Morgan was written because of insufficiencies of other mirroring solutions:

- [bandersnatch](https://github.com/pypa/bandersnatch/) is geared more towards mirroring of the entire PyPI repository,
with support for different filters to reduce/limit the size of the mirror.
Unfortunately, it doesn't automatically download dependencies of direct
requirements, making the "package" filter virtually unusable, and the "platform"
filters are not fine-grained enough. It also has many dependencies outside the
standard library.
- [localshop](https://github.com/jazzband/localshop) is a proxy that basically caches PyPI responses to `pip` requests,
so it's not useful for restricted networks. It also has many non-standard-library
dependencies, and can't download binary distributions for multiple environments.
- [devpi](https://www.devpi.net/) also works as a caching proxy, and also attempts to automatically refresh
from PyPI at regular intervals. It also has many non-standard-library
dependencies.
- [pypickup](https://github.com/UB-Quantic/pypickup) was started around the same time as Morgan. It is more fitting for
and offline mirror than the above three but takes a different approach than Morgan. It
doesn't include a server, instead relying on `pip`'s ability to install from
a directory tree, so this tree needs to be accessible to your servers. It also
favors CLI commands over a configuration file (e.g. an `add` command is used to
mirror a dependency).
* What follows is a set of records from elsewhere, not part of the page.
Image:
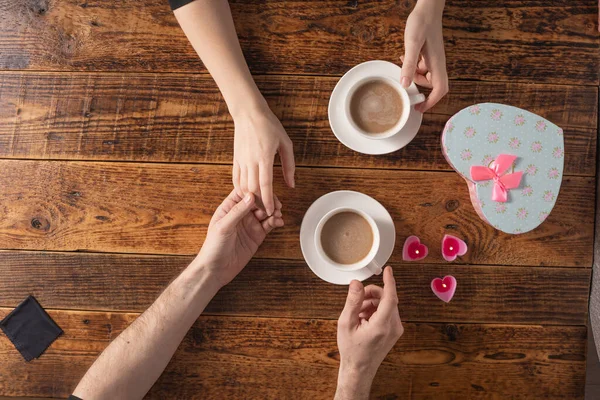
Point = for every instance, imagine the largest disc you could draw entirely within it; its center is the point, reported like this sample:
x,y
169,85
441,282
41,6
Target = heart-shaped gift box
x,y
512,161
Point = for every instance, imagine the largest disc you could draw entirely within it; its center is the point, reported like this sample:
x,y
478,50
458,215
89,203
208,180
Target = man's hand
x,y
258,137
424,60
235,231
368,328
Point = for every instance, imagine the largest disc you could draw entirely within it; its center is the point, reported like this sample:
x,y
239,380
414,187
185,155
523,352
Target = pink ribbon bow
x,y
502,183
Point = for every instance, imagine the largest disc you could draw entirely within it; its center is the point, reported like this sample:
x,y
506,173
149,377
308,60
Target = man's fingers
x,y
389,300
278,205
253,181
286,155
349,317
271,223
237,213
373,291
370,304
266,186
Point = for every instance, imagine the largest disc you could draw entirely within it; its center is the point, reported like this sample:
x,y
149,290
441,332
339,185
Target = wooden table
x,y
116,146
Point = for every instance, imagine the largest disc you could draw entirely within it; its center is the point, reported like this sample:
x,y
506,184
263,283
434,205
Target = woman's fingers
x,y
286,155
423,81
235,175
266,185
243,179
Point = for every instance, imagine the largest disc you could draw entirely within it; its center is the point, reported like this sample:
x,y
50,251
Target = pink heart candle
x,y
413,249
453,247
444,288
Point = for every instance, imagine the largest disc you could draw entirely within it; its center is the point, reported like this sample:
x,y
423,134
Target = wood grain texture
x,y
171,117
165,209
494,40
285,288
259,358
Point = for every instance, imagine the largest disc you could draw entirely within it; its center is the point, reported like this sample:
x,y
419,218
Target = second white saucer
x,y
343,129
345,198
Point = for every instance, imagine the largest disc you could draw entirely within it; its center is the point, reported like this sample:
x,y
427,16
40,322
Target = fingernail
x,y
355,286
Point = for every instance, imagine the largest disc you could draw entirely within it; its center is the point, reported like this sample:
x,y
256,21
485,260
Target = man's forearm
x,y
131,364
353,384
209,27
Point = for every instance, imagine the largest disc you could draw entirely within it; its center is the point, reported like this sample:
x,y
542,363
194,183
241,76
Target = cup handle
x,y
374,267
416,98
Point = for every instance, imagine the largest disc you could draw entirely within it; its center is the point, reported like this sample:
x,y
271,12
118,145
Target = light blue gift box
x,y
477,134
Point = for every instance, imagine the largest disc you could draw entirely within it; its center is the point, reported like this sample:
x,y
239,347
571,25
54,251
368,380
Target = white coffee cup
x,y
368,261
408,100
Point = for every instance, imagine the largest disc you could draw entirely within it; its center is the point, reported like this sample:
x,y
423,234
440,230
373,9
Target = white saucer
x,y
345,198
343,129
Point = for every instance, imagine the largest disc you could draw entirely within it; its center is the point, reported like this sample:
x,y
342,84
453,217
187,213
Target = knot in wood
x,y
452,332
40,223
452,205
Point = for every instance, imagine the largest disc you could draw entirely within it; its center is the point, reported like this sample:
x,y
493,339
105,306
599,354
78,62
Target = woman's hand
x,y
424,60
235,232
258,137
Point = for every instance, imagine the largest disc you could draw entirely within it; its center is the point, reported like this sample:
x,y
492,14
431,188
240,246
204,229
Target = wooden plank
x,y
496,40
165,209
171,117
285,288
258,358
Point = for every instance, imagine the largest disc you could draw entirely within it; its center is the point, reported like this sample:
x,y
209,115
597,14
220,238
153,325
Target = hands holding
x,y
236,230
368,328
424,60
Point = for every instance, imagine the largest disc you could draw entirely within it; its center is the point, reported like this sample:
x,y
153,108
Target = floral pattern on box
x,y
477,134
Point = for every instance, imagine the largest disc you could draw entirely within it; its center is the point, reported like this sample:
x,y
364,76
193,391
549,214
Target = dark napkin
x,y
30,328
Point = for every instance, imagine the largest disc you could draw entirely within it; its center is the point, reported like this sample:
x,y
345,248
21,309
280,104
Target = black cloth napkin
x,y
30,329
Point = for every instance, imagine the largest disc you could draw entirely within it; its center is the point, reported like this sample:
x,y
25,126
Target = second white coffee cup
x,y
408,102
368,261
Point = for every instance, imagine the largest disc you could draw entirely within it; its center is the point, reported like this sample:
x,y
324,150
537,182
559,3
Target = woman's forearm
x,y
209,27
131,364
I'm not sure how it resolves dependencies, if at all.

## Troubleshooting

- **pip fails installing a package file that exists.**

If `pip` fails with a message similar to "ERROR: Could not find a version
that satisfies the requirement FastAPI (from versions: 0.88.0)", despite
package files existing with the correct version and platform, it may be
that you're providing `pip` with a non-normalized name. You can either
use the normalized name when installing (lowercase the package name and
replace underscores with dashes, e.g. `pip install fastapi` instead of
`pip install FastAPI`), or start the server with the `--no-metadata` flag,
which will disable serving metadata files and workaround the issue. This seems
to be a non-standard behavior in `pip`, as it is sending the normalized name
to the server, but for some reason expecting to get the non-normalized name
back.

## License

Morgan is distributed under the terms of the [Apache License 2.0](LICENSE).